Impact on products and services

The declining fertility, both globally and in Denmark, has far-reaching consequences, not only for societal structures but also for industries that sell clothing, shoes, and equipment for babies and children. With fewer births, these markets may experience a significant decline in demand, forcing companies to adapt to the new demographic realities. One of the most immediate consequences is the reduced demand for products aimed at newborns and toddlers. Fewer births mean parents will buy fewer strollers, baby clothes, and other necessary equipment. This can result in sharper competition among manufacturers and retailers, who will fight over a smaller customer base. To survive, companies may need to differentiate themselves through unique products, higher quality, or better customer service.

 

Innovation, diversification, and export

Companies in the children’s clothing and equipment industry may be forced to innovate and diversify their product offerings. This could mean a move towards products with longer lifespans that can be used over extended periods, appealing to parents seeking value for money. Additionally, companies might begin focusing more on sustainable and environmentally friendly products, reflecting the changing values of the modern consumer.
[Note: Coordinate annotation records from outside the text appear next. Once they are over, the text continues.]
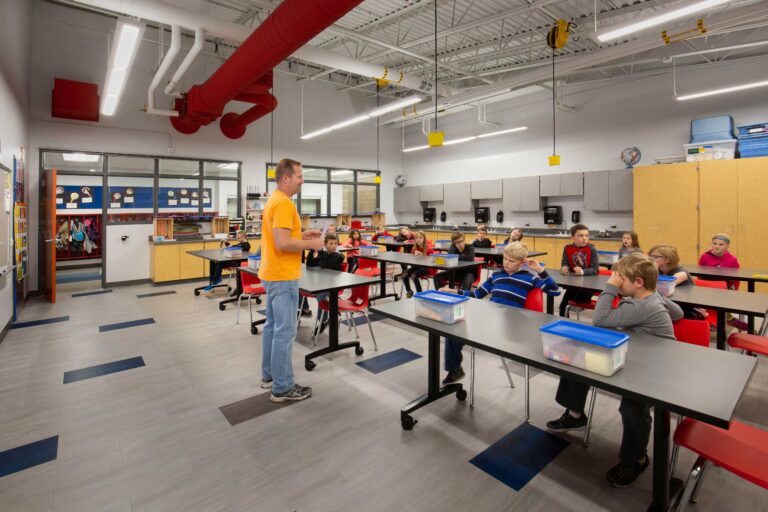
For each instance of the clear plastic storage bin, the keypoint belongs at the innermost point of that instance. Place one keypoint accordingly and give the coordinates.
(446, 260)
(608, 256)
(584, 346)
(369, 250)
(443, 307)
(666, 285)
Another strategy could be to shift focus to older children and teenagers. With a smaller proportion of young children, companies may find new growth areas by offering products and services for older children, which might require more advanced technology, fashion, or sports equipment. This shift could also include a focus on educational products that support children’s learning and development.
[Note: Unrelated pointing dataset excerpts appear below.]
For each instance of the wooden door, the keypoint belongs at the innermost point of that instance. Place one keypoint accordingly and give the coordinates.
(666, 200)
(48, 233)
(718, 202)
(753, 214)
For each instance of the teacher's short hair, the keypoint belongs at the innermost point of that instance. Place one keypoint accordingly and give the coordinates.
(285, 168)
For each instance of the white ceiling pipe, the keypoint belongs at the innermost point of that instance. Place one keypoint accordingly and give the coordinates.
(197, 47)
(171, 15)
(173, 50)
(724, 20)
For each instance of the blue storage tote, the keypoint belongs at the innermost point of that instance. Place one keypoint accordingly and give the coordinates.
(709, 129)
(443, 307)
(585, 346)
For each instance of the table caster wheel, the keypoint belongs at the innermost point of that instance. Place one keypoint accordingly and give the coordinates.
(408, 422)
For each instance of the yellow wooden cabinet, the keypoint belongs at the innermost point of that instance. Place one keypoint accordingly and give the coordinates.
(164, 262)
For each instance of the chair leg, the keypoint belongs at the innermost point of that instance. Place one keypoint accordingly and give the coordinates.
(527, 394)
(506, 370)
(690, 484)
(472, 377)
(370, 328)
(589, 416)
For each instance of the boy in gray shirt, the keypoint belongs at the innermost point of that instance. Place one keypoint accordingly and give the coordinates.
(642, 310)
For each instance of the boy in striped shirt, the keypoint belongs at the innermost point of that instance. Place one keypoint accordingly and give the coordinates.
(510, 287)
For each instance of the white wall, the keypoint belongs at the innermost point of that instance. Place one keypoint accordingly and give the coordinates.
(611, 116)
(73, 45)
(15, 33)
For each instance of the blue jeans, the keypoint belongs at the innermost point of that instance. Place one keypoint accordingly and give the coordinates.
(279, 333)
Globally, regions with higher birth rates will become even more important markets for manufacturers of baby and children’s equipment. Companies can increase their efforts to export to countries with growing populations, where demand remains high. This may require investments in international marketing, distribution, and adapting products to different cultural environments.

The declining fertility challenges the children’s clothing and equipment industry to think creatively and adapt to a new reality with lower demand. Through innovation, diversification, and focus on digital solutions, companies can find new opportunities for growth and success. At the same time, they must be aware of global market dynamics and adjust their strategies to changing demographic and cultural conditions.

 

Case: Creating growth yourself

At the New Retail Day conference in April 2024, CEO Kenneth Nørgaard gave a presentation titled ‘When You Have to Create Growth Yourself,’ referring to the declining birth rates. The market for baby equipment in Denmark is heavily dependent on new babies being born. Unfortunately, the outlook is bleak. Over the past eight years, the market has only seen an annual growth rate (CAGR) of 0.1 percent. During the same period, both Danish and foreign webshops have emerged, trying to capture market shares. The young target group also has a high tendency to buy used, further reducing growth in sales of new products. Thus, competition has increased significantly in a market with limited or no structural growth. BabySam focuses on Denmark’s smallest target group: first-time parents aged 27-32. There are about 185,000 in this group, with approximately 5,000 new additions each month and a similar number dropping out. This group is highly digital and makes significant investments in equipment in a short time, meaning that 75 percent of revenue comes from products for children aged 0-2 years. To meet their needs, BabySam emphasizes safety and quality, offering personal advice and competitive prices.